Revision: Aufhebung wegen Vereidigung eines wegen Strafvereitelung verdächtigen Zeugen
- Gericht
- BGH
- Spruchkörper
- 1. Strafsenat
- Aktenzeichen
- 1 StR 423/83
- Datum
- 12.07.1983
- Rechtsgebiet
- Strafrecht
Abstrakte Rechtssätze
Vor der Vereidigung eines Zeugen hat das Gericht zu prüfen, ob gemäß § 60 Nr. 2 StPO ein Ausschließungsgrund vorliegt; ein begründeter Verdacht der Strafvereitelung (§ 258 StGB) ist ein solcher Grund.
Die spätere Berichtigung von Zeugenaussagen entbindet das Gericht nicht von der Pflicht, bereits bei Vereidigung zu prüfen, ob ein Ausschließungsgrund nach § 60 Nr. 2 StPO besteht.
Beruht das Urteil wesentlich auch auf dem Zeugnis eines vereidigten Zeugen, dessen Vereidigung rechtsfehlerhaft erfolgte, ist das Urteil aufzuheben und die Sache zur neuen Verhandlung zurückzuverweisen.

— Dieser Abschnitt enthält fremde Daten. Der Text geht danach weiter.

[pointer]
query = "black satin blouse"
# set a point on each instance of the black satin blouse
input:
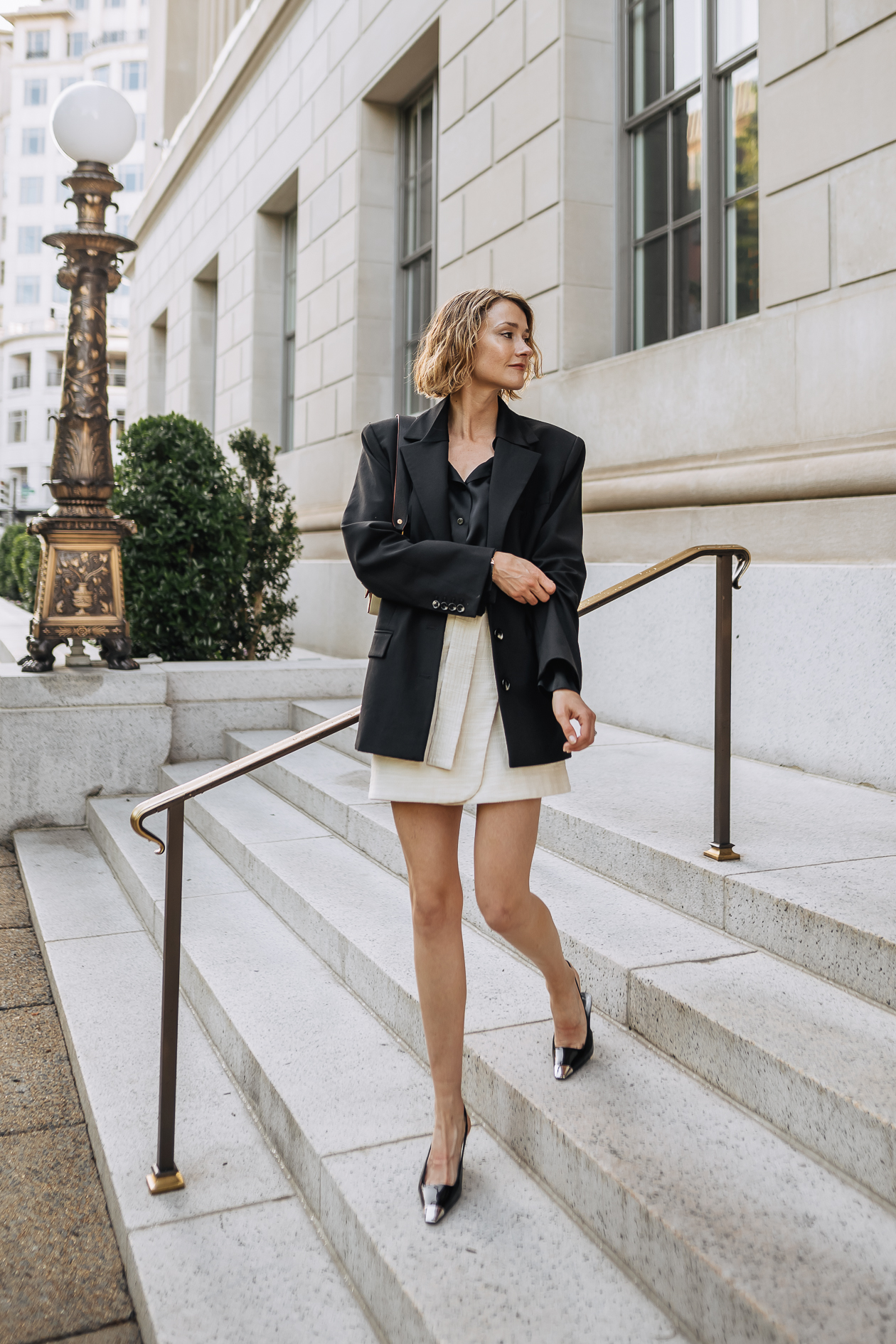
(469, 516)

Die Verletzung der Pflicht zur Prüfung nach § 60 Nr. 2 StPO führt zur Aufhebung des erstinstanzlichen Urteils, wenn das fehlerhafte Zeugnis für die Urteilsfindung von wesentlicher Bedeutung war.
Vorinstanzen
Landgericht München I, 1. März 1983
Rubrum
BUNDESGERICHTSHOF BESCHLUSS
1 StR 423/83
in der Strafsache gegen den Arbeiter Peter D. aus ████ geboren am ██ ██ 1958 in ███████ ██████ zur Zeit in Haft, wegen versuchten Totschlags
Der 1. Strafsenat des Bundesgerichtshofs hat auf Antrag des Generalbundesanwalts am 12. Juli 1983 gemäß § 349 Abs. 4 StPO einstimmig
Tenor
Auf die Revision des Angeklagten wird das Urteil des Landgerichts München I vom 1. März 1983 mit den Feststellungen aufgehoben.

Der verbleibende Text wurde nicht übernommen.